A freedom of information request by AJ Bell to the National Fraud Intelligence Bureau, published today (August 14), showed the number of reports continued to decline each year with 1,828 complaints received in 2013, compared with 345 in 2018.
In the first six months of this year the government body received 215 pension scam reports, suggesting that the pensions cold calling ban, which was introduced in January, has started to take effect.
The financial losses from these scams totalled £96.6m in 2013, compared with £14.1m in 2018. So far fraud this year has cost consumers £6.9m.
In contrast, the number of investment fraud reports has increased in the period with more than 8,000 cases having been reported in the first six months of 2019 alone.
The FOI revealed that in 2013 6,908 reports of investment fraud were received, increasing by 36 per cent to 9,398 in 2018.
Tom Selby, senior analyst at AJ Bell, said: “Financial fraud in the UK is mutating, with the number of victims of older-style ‘pension liberation’ scams dropping in recent years on the back of a series of government interventions – including the ban on cold-calling – and a significant industry-wide public awareness campaign.
“However, as pensions-based scam reports have fallen, the number of people falling prey to scams focused on their investments has continued to rise and look set to hit record highs in 2019.

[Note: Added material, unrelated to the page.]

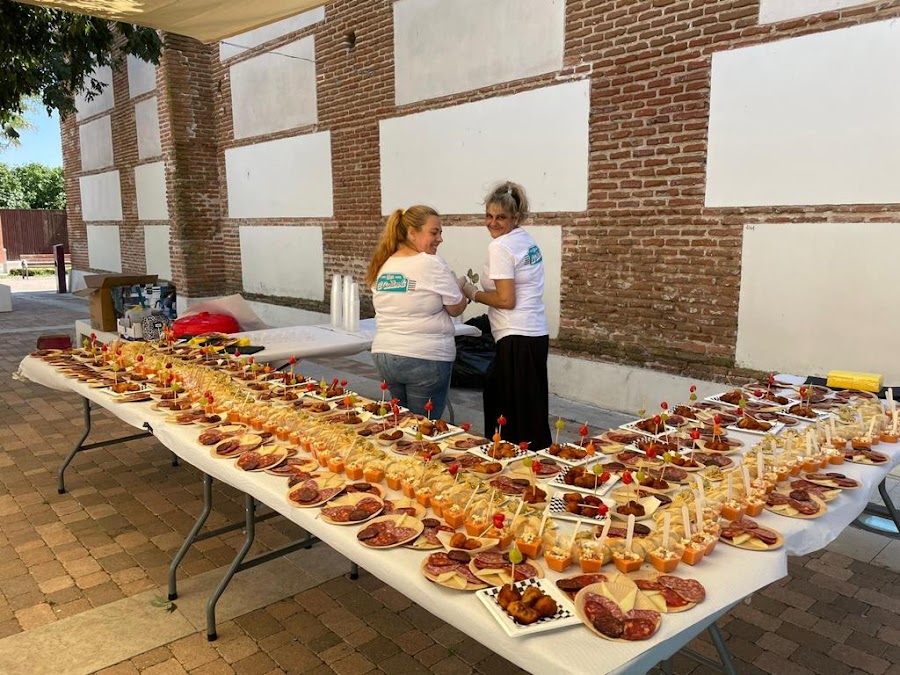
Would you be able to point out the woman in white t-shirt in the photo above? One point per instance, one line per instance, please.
(516, 385)
(415, 295)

“This might reflect the fact more people are now reporting being scammed to the relevant authorities, or it could be because fraudsters have shifted their focus to investment-based schemes.”

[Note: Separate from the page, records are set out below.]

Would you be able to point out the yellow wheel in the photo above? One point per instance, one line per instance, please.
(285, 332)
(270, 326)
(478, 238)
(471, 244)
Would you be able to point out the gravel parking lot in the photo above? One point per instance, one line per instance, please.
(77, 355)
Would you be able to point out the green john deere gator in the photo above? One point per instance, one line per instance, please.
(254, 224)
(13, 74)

Mr Selby said the shift in focus to investment fraud raised questions about the government’s decision to exclude investments from the cold-calling ban.
He added: “Although cold-calling is just one tactic scammers use to target savers, it remains a common one which preys on the most vulnerable in society.
“The regulator must also continue its awareness-raising efforts to ensure people know fraudsters remain active and after their hard-earning cash.
“Rather than waiting for the government to intervene, the best way for people to avoid being scammed is to tool up their knowledge so they can protect themselves.”
Last week (August 5), the Work and Pensions select committee told the Financial Conduct Authority (FCA) to “widely publicise” its list of unauthorised firms and to review the resources it dedicates to pension scams.
The MPs recommended that the regulator reviews “whether it dedicates sufficient resource to combat active pension scams, prevent new pension scams and protect individuals”.
The Pensions Regulator and the FCA also warned that more than 5m pension savers (42 per cent) were likely to fall for at least one of six tactics used by pension scammers, with the financially savvy just as likely to be fooled.
People who are actively seeking ways to boost their retirement income are even more likely to fall for scammers’ tricks, with 60 per cent likely to be tricked.